CLARICE POV:
Antoine s'est penché sur moi, le visage déformé par la rage. « Tu crois que tu vas me faire chanter avec tes histoires de 'choix' et de 'bébé mort' ? » Son rire était sec, dénué de toute chaleur. « Le divorce, ce sera réglé en un coup de cuillère à pot. Et tu n' auras rien. »
Il a donné un coup de pied dans le pied de ma table de chevet, faisant tinter les ustensiles. L'image d'un enfant en colère, incapable de maîtriser ses émotions, m'est venue à l'esprit.
Je l'ai regardé, un soupir s'échappant de mes lèvres. C'était donc ça, notre fin. Une scène pathétique, avec un homme incapable de regarder la vérité en face.
« Non, Antoine. » Ma voix était calme, posée. « Je ne te demande rien. Pas d'argent. Pas de pension. Juste ma liberté. »
Il m'a regardée, confus. « Mais... pourquoi ? Pourquoi tout ça ? » Sa voix était remplie d'un étonnement sincère, comme s'il ne pouvait concevoir qu'une femme puisse le quitter sans un motif financier.
Comment lui expliquer la douleur de l'âme ? La mort de l'espoir ? Les trahisons silencieuses qui rongent plus profondément qu'une blessure physique ? Les mots me manquaient.
« Parce que je ne peux plus vivre avec un homme qui me méprise, qui me trompe, qui me laisse saigner sur le sol de sa propre fête, » ai-je dit, chaque mot pesant une tonne. « Parce que la femme que tu as aimée est morte. »
Son visage est devenu livide. Il n'avait aucune réplique. Puis, un rire amer lui a échappé. « Tu as toujours été dramatique, Clarice. » Il s'est détourné, son regard fuyant le mien. « Je ne signerai jamais ça. Tu es à moi. »
« Si tu refuses, Antoine, j'irai voir la presse. » Ma voix était un murmure, mais sa puissance a fait tressaillir Antoine. « Je raconterai tout. Vos projets communs. Les faveurs politiques. La façon dont tu as traité ta femme enceinte. »
Ses yeux se sont écarquillés. « Tu n'oserais pas. »
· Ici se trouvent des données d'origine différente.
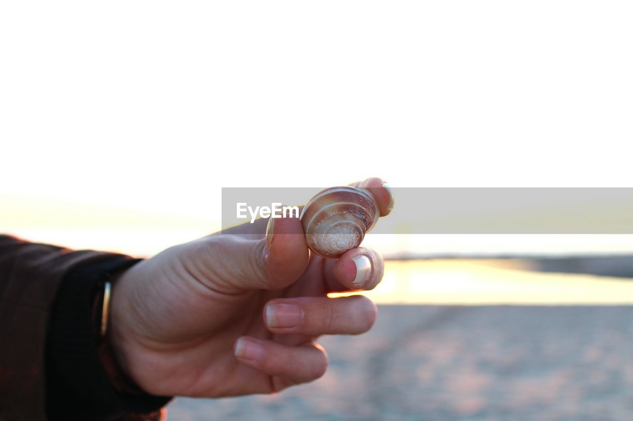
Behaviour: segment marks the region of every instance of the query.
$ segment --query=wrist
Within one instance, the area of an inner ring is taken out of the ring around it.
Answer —
[[[104,371],[115,389],[120,393],[143,394],[146,392],[134,382],[127,369],[123,341],[120,340],[125,337],[120,333],[124,319],[115,316],[122,314],[123,296],[118,294],[115,300],[114,291],[123,287],[121,278],[128,271],[129,269],[123,271],[111,278],[109,296],[108,291],[105,291],[103,303],[97,307],[101,310],[97,315],[103,317],[101,319],[98,353]]]

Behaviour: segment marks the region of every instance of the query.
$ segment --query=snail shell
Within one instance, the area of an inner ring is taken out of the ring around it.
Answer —
[[[318,193],[303,208],[301,219],[310,250],[323,257],[338,257],[360,245],[379,216],[371,193],[346,186]]]

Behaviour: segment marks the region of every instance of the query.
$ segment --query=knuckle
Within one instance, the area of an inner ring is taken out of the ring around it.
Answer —
[[[323,375],[325,374],[325,372],[327,371],[327,366],[329,364],[327,353],[325,352],[325,350],[322,348],[319,350],[320,351],[320,356],[315,361],[314,367],[313,378],[315,380],[323,377]]]
[[[378,317],[378,307],[373,301],[363,296],[359,296],[357,305],[361,307],[358,312],[360,317],[358,333],[365,333],[372,329]]]

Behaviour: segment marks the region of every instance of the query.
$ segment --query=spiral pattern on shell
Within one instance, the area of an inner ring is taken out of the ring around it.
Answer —
[[[301,212],[308,247],[323,257],[338,257],[360,245],[380,212],[367,190],[332,187],[310,199]]]

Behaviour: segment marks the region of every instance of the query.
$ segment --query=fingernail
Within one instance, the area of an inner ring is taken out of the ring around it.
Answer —
[[[387,210],[391,212],[391,209],[394,209],[394,193],[391,192],[391,188],[389,187],[389,185],[383,183],[382,186],[386,188],[387,191],[389,192],[389,204],[387,206]]]
[[[364,255],[353,257],[352,260],[356,265],[356,277],[353,283],[365,283],[372,274],[372,261],[369,260],[369,257]]]
[[[266,247],[268,250],[270,250],[270,246],[273,244],[273,231],[274,229],[275,218],[270,216],[268,217],[268,224],[266,226]]]
[[[294,304],[268,304],[266,324],[268,327],[294,327],[303,319],[303,310]]]
[[[240,338],[235,344],[235,357],[244,360],[259,360],[264,356],[264,347],[248,339]]]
« Oh, j'oserais. » Un sourire froid a étiré mes lèvres. « Imagine les gros titres. Le maire modèle, père d'un enfant illégitime, trompant sa femme enceinte, la laissant pour morte. Ta carrière serait finie avant même d'avoir vraiment commencé. »
La peur a envahi ses traits. Il a vacillé, le teint vert. Bastien s'est approché, posant une main sur l'épaule d'Antoine. « Il est temps de partir, monsieur. »
Antoine a jeté un dernier regard haineux à Bastien, puis à moi. Sans un mot de plus, il s'est précipité hors de la chambre.
Un profond soupir de soulagement m'a échappé. J'étais libre. D'une certaine manière, je l'étais enfin.
Après ma sortie de l'hôpital, je n'ai pas pu retourner dans notre appartement. Chaque recoin me rappelait Antoine, ses mensonges, ma douleur. Bastien m'a aidée à trouver un petit studio en ville, loin de tout souvenir.
Il a même aidé à transporter mes quelques affaires, sans jamais poser de questions. Il était là, un roc silencieux, me permettant de reconstruire mon monde.
Un jour, il m'a présenté à un de ses amis. « C'est un architecte très respecté. Il a un projet passionnant, un centre culturel pour la ville. Il cherche quelqu'un avec de la vision. »
J'ai pris le poste, me jetant à corps perdu dans le travail. Les plans, les dessins, les maquettes. C'était une thérapie, un moyen de retrouver la Clarice que j'avais perdue. Je me suis reconstruite, pièce par pièce, brique par brique. Bastien était souvent là, à me soutenir, à m'écouter sans jugement.
Je ne savais rien de ses activités professionnelles, de son passé. Je savais seulement qu'il était mon voisin, celui qui m'avait sauvée, celui qui m'aidait à me relever.
Je ne me doutais pas que le projet culturel dont il avait parlé était le même que celui d'Antoine et Pénélope, ni que ma nouvelle vie allait m'emmener sur le chemin de leur destruction.